False lupines are related to peas, true lupines, and baptisias. The plants have attractive pea-like foliage and spikes of yellow flowers resembling large yellow lupines in early summer. These plants do well in the back of the border and work well as cut flowers.
- Common name: False lupine
- Botanical name: Thermopsis caroliniana
- Zones: 4 to 9
- Size: To 4½ feet tall
- From: Areas of North America
- Family: Fabaceae (pea family)
- Sun: Full sun
- Soil: Moist, but well-drained soil is best. The plants adapt to a range of soil conditions.
- Moisture: Plants are drought tolerant.
- Mulch: A 2- to 3-inch-deep layer of mulch around the plants may be beneficial, especially in warm-summer areas. This layer of mulch helps conserve soil moisture and prevents the soil temperature from rising too rapidly.
- Pruning: Cut down dead stalks in autumn after they freeze or in early spring before the plants begin to grow.
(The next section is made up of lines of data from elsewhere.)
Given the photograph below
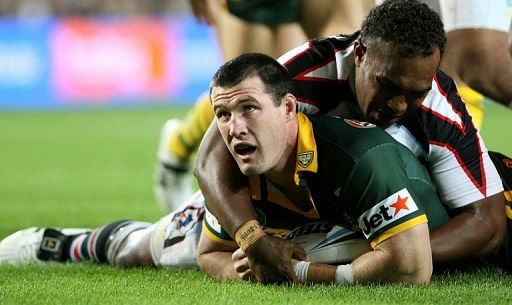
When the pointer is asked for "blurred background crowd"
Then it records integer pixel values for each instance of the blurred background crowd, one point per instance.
(42, 8)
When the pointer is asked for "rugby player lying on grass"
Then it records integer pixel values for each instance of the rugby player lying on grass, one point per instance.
(301, 169)
(387, 75)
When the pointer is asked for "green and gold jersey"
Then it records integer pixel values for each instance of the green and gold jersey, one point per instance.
(357, 176)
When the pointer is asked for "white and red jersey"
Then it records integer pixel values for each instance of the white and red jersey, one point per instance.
(440, 132)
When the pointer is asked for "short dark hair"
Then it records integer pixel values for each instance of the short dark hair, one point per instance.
(274, 76)
(411, 24)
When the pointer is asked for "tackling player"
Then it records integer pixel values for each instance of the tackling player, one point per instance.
(316, 168)
(387, 74)
(269, 27)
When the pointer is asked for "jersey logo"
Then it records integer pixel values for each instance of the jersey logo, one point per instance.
(212, 221)
(359, 124)
(304, 159)
(389, 210)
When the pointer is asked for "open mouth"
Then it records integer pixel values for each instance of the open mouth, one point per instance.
(244, 149)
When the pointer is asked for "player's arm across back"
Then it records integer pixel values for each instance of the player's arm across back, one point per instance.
(475, 193)
(392, 261)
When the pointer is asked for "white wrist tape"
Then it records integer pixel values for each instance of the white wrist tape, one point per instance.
(301, 270)
(345, 275)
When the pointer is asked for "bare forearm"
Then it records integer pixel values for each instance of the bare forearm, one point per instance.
(223, 185)
(475, 232)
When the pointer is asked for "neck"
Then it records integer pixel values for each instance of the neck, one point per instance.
(282, 173)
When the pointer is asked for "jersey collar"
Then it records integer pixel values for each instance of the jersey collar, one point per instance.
(307, 157)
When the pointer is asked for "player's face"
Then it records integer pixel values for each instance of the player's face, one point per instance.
(252, 127)
(388, 86)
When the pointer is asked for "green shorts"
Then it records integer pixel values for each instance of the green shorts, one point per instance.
(267, 12)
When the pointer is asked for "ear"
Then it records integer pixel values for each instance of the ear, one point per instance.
(290, 105)
(359, 52)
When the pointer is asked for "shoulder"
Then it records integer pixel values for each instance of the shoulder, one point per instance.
(348, 133)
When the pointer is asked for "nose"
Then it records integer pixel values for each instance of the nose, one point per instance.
(237, 126)
(398, 104)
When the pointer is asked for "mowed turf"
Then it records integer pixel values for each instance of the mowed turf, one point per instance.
(85, 168)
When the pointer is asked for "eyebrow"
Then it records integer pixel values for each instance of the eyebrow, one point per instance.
(242, 100)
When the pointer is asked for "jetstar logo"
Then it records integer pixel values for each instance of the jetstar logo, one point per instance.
(359, 124)
(389, 210)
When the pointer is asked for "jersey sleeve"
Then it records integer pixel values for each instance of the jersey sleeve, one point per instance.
(458, 159)
(385, 203)
(319, 69)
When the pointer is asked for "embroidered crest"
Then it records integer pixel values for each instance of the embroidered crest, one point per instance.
(359, 124)
(304, 159)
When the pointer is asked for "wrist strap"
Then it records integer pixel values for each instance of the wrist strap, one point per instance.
(345, 275)
(248, 234)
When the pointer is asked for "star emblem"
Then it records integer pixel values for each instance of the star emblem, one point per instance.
(400, 204)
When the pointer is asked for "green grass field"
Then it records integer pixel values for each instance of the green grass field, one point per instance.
(86, 168)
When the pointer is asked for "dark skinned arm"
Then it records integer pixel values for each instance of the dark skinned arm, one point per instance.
(226, 190)
(476, 230)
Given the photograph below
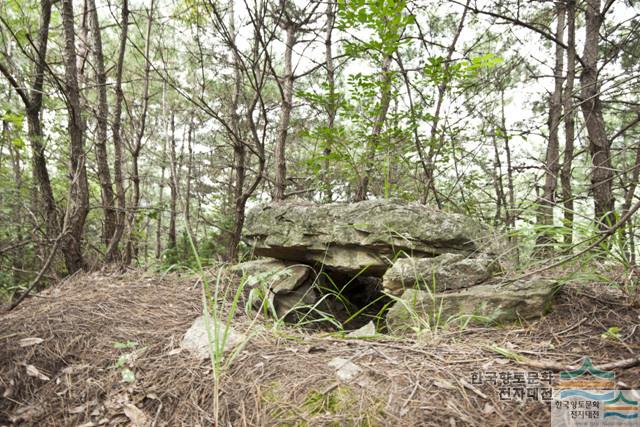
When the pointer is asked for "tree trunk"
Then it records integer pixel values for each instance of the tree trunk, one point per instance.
(285, 115)
(158, 250)
(173, 185)
(430, 184)
(599, 146)
(569, 125)
(118, 161)
(374, 139)
(552, 161)
(78, 204)
(239, 151)
(131, 250)
(104, 175)
(331, 104)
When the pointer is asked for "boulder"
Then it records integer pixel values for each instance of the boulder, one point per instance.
(353, 237)
(283, 285)
(494, 303)
(441, 273)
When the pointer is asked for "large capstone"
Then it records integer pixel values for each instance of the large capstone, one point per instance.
(495, 303)
(279, 287)
(368, 235)
(438, 274)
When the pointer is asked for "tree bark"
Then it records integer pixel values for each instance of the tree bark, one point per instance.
(552, 160)
(239, 150)
(378, 124)
(113, 254)
(104, 174)
(331, 104)
(280, 182)
(78, 206)
(599, 146)
(131, 250)
(173, 185)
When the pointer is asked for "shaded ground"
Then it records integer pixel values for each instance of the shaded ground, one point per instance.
(74, 376)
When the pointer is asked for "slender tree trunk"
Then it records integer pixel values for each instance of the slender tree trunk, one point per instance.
(569, 124)
(239, 152)
(104, 174)
(285, 115)
(378, 124)
(33, 106)
(442, 91)
(552, 161)
(79, 191)
(173, 185)
(599, 146)
(187, 191)
(118, 160)
(510, 215)
(158, 251)
(137, 145)
(18, 259)
(331, 104)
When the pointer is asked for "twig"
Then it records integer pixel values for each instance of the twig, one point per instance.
(557, 366)
(44, 268)
(605, 235)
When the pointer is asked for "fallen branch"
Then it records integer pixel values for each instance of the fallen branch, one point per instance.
(558, 366)
(37, 279)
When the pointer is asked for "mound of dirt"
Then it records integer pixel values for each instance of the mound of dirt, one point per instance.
(104, 349)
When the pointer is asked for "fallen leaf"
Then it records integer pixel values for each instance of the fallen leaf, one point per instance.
(137, 417)
(32, 371)
(25, 413)
(128, 376)
(174, 351)
(488, 409)
(444, 384)
(78, 409)
(28, 342)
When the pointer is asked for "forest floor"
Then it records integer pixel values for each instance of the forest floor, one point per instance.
(104, 349)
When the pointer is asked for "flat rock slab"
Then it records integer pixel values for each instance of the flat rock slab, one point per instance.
(352, 237)
(283, 286)
(486, 304)
(438, 274)
(223, 337)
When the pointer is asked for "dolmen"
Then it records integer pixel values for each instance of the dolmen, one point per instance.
(433, 266)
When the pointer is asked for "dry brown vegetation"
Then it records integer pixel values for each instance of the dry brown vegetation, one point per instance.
(282, 376)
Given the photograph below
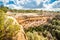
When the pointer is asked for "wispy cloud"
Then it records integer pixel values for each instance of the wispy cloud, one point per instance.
(32, 4)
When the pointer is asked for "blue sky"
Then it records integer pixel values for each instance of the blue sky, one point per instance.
(31, 4)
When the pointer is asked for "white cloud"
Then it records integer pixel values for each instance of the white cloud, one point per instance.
(14, 6)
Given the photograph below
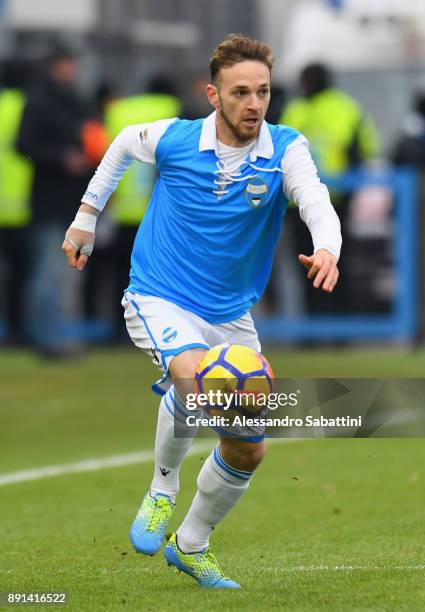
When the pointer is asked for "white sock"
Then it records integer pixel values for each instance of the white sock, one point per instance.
(169, 450)
(219, 488)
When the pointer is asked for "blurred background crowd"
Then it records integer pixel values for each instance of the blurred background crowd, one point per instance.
(349, 75)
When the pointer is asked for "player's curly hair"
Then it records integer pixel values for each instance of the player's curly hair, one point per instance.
(236, 48)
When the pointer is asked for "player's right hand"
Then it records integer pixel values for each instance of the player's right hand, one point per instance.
(78, 246)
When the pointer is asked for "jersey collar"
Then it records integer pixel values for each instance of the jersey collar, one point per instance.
(263, 146)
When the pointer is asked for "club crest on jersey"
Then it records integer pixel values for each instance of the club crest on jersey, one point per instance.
(256, 193)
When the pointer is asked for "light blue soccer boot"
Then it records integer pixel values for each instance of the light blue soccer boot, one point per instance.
(202, 566)
(147, 532)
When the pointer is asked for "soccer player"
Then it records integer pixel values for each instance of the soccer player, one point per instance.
(201, 259)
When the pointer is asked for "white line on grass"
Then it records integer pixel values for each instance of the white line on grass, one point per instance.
(102, 463)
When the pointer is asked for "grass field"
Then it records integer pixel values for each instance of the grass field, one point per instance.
(326, 525)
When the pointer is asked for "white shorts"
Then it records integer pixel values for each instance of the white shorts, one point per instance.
(163, 330)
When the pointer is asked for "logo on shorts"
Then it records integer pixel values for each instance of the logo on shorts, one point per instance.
(168, 334)
(256, 193)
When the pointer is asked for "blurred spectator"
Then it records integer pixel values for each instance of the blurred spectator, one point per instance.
(341, 137)
(98, 296)
(134, 190)
(51, 136)
(15, 185)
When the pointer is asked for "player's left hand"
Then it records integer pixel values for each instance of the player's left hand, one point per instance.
(322, 267)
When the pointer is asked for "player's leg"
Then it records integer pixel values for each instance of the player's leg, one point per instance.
(170, 450)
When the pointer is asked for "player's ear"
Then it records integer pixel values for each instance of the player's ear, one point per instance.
(212, 95)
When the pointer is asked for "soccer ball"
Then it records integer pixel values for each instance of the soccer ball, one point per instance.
(235, 369)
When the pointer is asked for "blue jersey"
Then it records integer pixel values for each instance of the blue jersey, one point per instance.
(208, 237)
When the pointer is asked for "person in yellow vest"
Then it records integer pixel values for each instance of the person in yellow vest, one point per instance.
(134, 190)
(15, 191)
(341, 136)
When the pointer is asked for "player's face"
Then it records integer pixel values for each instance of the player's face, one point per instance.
(240, 97)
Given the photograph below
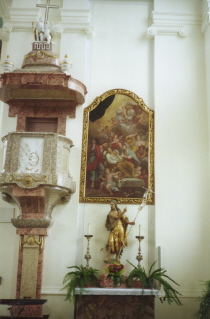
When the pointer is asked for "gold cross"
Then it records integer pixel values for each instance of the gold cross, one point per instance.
(47, 6)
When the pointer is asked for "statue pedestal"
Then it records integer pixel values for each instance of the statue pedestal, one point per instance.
(115, 303)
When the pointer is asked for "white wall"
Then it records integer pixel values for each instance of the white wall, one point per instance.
(168, 72)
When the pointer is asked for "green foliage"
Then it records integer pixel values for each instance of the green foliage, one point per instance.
(158, 275)
(79, 278)
(204, 309)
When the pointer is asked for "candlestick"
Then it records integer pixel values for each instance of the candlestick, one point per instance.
(139, 256)
(87, 255)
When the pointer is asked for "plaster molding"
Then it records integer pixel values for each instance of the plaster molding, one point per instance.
(5, 31)
(167, 23)
(21, 18)
(205, 15)
(76, 20)
(71, 20)
(4, 7)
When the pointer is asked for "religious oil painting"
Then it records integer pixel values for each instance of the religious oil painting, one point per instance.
(118, 149)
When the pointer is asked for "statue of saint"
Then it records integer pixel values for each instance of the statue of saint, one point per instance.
(39, 29)
(117, 224)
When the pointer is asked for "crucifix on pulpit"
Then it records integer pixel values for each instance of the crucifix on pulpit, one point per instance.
(47, 6)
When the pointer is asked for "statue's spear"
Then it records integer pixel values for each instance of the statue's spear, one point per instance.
(143, 203)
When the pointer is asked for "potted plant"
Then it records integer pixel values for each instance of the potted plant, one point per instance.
(81, 277)
(153, 277)
(204, 309)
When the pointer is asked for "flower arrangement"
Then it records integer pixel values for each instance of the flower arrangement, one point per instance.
(115, 273)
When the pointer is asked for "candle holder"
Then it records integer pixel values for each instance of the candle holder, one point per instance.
(139, 256)
(87, 255)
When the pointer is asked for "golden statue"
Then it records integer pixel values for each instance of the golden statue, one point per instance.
(117, 224)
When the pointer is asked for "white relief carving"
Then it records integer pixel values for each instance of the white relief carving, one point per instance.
(30, 157)
(58, 28)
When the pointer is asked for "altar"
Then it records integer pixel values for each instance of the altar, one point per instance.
(107, 303)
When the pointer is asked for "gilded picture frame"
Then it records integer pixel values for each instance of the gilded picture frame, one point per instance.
(117, 149)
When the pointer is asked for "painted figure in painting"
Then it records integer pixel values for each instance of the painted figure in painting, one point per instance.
(117, 224)
(95, 164)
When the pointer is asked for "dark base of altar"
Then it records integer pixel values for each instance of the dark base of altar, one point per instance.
(19, 317)
(109, 306)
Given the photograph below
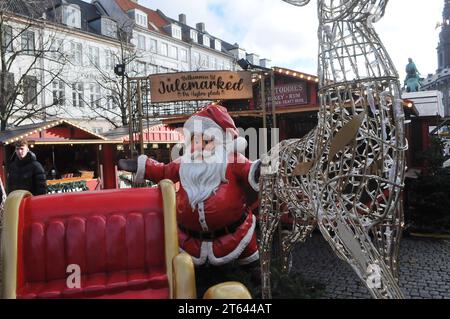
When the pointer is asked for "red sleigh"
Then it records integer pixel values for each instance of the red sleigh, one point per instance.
(124, 242)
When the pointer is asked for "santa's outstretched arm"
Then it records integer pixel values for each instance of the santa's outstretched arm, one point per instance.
(247, 172)
(147, 168)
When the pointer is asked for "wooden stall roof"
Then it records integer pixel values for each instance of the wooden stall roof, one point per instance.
(53, 133)
(154, 132)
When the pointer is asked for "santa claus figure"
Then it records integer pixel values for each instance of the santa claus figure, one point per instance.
(218, 186)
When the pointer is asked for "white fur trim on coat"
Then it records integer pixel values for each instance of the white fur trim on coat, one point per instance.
(251, 175)
(200, 124)
(215, 261)
(240, 145)
(207, 252)
(140, 173)
(249, 259)
(201, 260)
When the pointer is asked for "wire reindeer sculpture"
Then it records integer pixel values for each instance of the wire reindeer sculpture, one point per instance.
(346, 176)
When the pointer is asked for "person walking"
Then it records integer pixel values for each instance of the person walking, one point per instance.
(25, 172)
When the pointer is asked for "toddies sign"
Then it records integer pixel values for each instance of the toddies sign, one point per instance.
(188, 86)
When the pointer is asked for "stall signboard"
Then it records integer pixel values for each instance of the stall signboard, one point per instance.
(200, 86)
(291, 94)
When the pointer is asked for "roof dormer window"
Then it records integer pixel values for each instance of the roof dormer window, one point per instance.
(71, 16)
(217, 45)
(194, 36)
(206, 40)
(176, 31)
(140, 17)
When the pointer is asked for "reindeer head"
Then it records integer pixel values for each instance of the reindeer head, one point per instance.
(335, 10)
(299, 3)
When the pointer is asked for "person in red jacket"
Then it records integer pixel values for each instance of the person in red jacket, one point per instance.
(218, 187)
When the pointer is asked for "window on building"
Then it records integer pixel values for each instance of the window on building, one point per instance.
(141, 42)
(204, 61)
(141, 68)
(176, 32)
(217, 45)
(109, 28)
(206, 40)
(57, 49)
(7, 38)
(164, 49)
(72, 16)
(28, 42)
(94, 56)
(97, 130)
(173, 53)
(163, 69)
(109, 60)
(29, 89)
(194, 36)
(152, 69)
(77, 94)
(196, 59)
(141, 19)
(95, 96)
(58, 90)
(183, 55)
(111, 101)
(153, 46)
(76, 51)
(213, 63)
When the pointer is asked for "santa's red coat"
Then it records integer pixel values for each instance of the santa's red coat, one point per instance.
(226, 206)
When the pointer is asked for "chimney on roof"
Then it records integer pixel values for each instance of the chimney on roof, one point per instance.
(182, 18)
(200, 27)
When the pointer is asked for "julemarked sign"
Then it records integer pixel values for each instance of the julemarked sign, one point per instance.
(189, 86)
- Fertilizer: In soils rich in organic matter, extra fertilizer isn't usually necessary. In other soils, use a general-purpose fertilizer in spring.
- Staking: To stake the tall plants, sink a tall stick or stake into the ground a short distance from the plant (so to not harm the root system). Tie the plant stem to the support. It is best to use a figure-eight pattern to tie the plant-with the stem in one loop and the stake in the other. This helps prevent against excessive rubbing, which can cause disease problems.
- Seedlings: Carefully remove the young plants from around the base of the mother plant. Ensure they have a good root system.
- Seed: Sow fresh seed outdoors in a sheltered spot or in a cold frame or store it inside in a cool, dry place and sow it outdoors in early spring.
- Divison: Carefully dig large clumps and separate rooted shoots. Because of their large root system, division isn't the preferred form of propagation.
- False lupines are largely disease- and insect-resistant, especially if sited well.
- The plants develop large, almost woody root systems and can be very difficult to transplant. It's best to site them in a permanent spot instead of trying to move them in a couple of years.
- False lupines resent root disturbance and may not flower for a season or two after transplanting.
- If the seed capsules are left to dry on the plants, false lupines may self-seed.